1797年ごろに作成されたとされる八戸藩南部家伝来の「参勤交代道中双六(すごろく)」を体験するイベントが11日、第16代当主の南部光隆さん(埼玉県)を講師に迎え、久慈市の道の駅くじやませ土風館で行われた。参加者は八戸から江戸までの奥州街道、日光街道沿いの宿場町の風土についてサイコロを振りながら楽しく学習した。

 すごろくは、当時商人兼武士で、参勤交代に同行した経験があった俳人の三峰館寛兆(松橋宇助)が作成したとされる。南部さんによると、南部家では正月遊びの一つになっていて、すごろくを通じて参勤交代の大変さを学んでいたという。

 イベントは、かつてこの地を治めた八戸藩について理解を深め、地域の良さを再認識しようと、特定非営利活動法人北さんりく創研(日當光男筆頭理事)が開いている。

 参加者は4人ずつ6グループに分かれ、宇都宮(栃木)まではサイコロ2個、その先は1個を振って計約100マスで競った。各マスには各宿場町の歴史や名所などが記されており、各グループが止まるたびに南部さんが面白おかしく解説を加えた。
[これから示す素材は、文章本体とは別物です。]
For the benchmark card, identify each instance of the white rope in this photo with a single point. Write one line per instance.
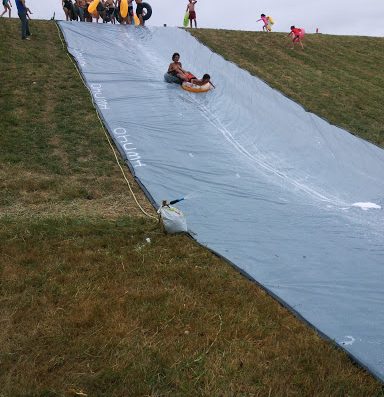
(104, 129)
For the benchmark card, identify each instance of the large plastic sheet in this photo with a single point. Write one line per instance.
(289, 199)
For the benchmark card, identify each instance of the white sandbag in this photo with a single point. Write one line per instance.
(173, 219)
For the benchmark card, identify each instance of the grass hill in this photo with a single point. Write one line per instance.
(87, 306)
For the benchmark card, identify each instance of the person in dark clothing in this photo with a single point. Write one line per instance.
(22, 11)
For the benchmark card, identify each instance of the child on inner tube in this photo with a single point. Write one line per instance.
(206, 79)
(175, 69)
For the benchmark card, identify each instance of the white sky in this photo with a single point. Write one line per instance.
(351, 17)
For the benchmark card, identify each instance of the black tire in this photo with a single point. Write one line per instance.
(148, 10)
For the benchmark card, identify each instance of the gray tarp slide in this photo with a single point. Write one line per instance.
(291, 200)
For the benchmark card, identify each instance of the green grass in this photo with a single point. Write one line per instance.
(336, 77)
(87, 306)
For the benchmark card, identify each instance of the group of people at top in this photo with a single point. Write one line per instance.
(107, 10)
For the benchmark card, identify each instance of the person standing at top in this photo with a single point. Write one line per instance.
(22, 12)
(139, 11)
(297, 34)
(192, 12)
(266, 22)
(7, 7)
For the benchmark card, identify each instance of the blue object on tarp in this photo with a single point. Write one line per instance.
(291, 200)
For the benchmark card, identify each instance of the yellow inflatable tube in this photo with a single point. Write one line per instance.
(196, 88)
(92, 7)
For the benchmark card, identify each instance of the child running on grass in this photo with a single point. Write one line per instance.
(297, 34)
(192, 12)
(266, 22)
(7, 7)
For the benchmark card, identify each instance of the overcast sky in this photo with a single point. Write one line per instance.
(349, 17)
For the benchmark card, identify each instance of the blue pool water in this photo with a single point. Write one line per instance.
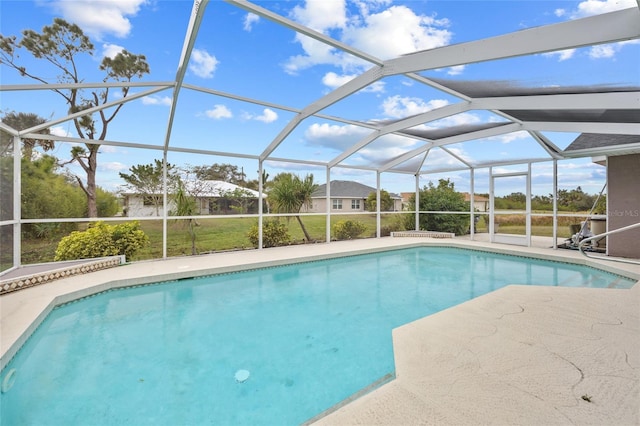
(309, 336)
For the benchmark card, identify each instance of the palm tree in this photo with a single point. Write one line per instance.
(289, 193)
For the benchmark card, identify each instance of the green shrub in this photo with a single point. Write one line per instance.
(397, 224)
(101, 240)
(348, 229)
(274, 233)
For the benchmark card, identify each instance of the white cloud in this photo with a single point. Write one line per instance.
(334, 136)
(111, 50)
(202, 63)
(510, 137)
(389, 33)
(562, 55)
(401, 107)
(219, 112)
(452, 121)
(456, 70)
(597, 7)
(157, 100)
(99, 18)
(249, 20)
(609, 50)
(396, 31)
(602, 51)
(267, 116)
(321, 15)
(333, 81)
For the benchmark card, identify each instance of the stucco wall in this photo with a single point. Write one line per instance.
(623, 204)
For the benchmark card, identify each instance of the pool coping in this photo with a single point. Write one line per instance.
(23, 311)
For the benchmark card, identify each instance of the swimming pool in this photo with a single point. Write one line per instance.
(309, 335)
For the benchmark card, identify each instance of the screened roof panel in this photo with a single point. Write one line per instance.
(363, 84)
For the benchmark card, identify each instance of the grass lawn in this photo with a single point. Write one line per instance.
(230, 233)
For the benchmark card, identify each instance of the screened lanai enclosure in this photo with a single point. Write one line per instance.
(394, 96)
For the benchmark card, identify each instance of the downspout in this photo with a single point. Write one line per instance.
(417, 203)
(17, 206)
(260, 202)
(377, 204)
(328, 206)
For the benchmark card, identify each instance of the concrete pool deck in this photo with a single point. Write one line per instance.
(519, 355)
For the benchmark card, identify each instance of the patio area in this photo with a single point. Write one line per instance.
(519, 355)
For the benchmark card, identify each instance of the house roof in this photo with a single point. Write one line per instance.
(346, 189)
(215, 189)
(627, 144)
(218, 188)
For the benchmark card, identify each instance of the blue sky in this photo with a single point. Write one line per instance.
(248, 56)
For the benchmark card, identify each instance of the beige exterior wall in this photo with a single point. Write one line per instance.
(320, 206)
(623, 204)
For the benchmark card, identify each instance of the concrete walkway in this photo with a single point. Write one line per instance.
(520, 355)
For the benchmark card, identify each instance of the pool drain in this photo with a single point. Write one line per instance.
(241, 376)
(8, 381)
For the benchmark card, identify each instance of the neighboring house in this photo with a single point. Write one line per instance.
(212, 197)
(346, 196)
(480, 202)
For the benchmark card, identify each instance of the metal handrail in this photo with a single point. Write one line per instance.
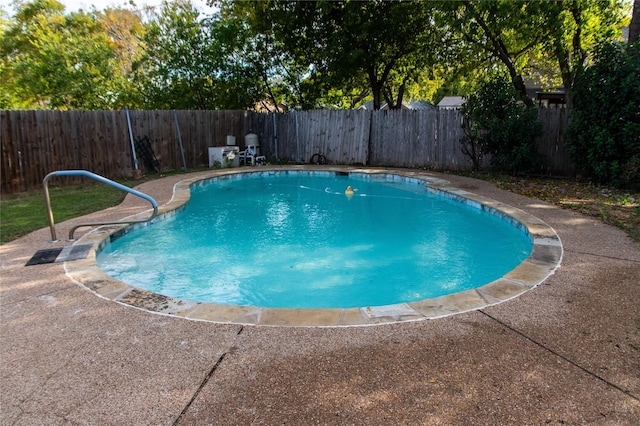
(99, 178)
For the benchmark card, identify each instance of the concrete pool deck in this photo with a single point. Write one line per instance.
(567, 351)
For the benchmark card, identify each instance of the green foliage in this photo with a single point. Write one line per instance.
(56, 61)
(605, 128)
(499, 124)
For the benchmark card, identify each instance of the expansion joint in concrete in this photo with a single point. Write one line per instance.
(204, 382)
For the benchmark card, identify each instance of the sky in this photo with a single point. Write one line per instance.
(74, 5)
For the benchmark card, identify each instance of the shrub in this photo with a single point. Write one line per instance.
(604, 135)
(498, 123)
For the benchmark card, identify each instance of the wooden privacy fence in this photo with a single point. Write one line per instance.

 参加した久慈市の女性(72)は「宿場町によっては知らなかった歴史もあり、ためになった。参勤交代の道中のことを絵や文字で記録した当時の人はすごいなと感じた」と話していた。

 前日の10日は、八戸市南郷の「舘のやかた」でも開催されたほか、参加者はすごろく作成者のゆかりの地として、三峰館寛兆が眠る天徳院を墓参した。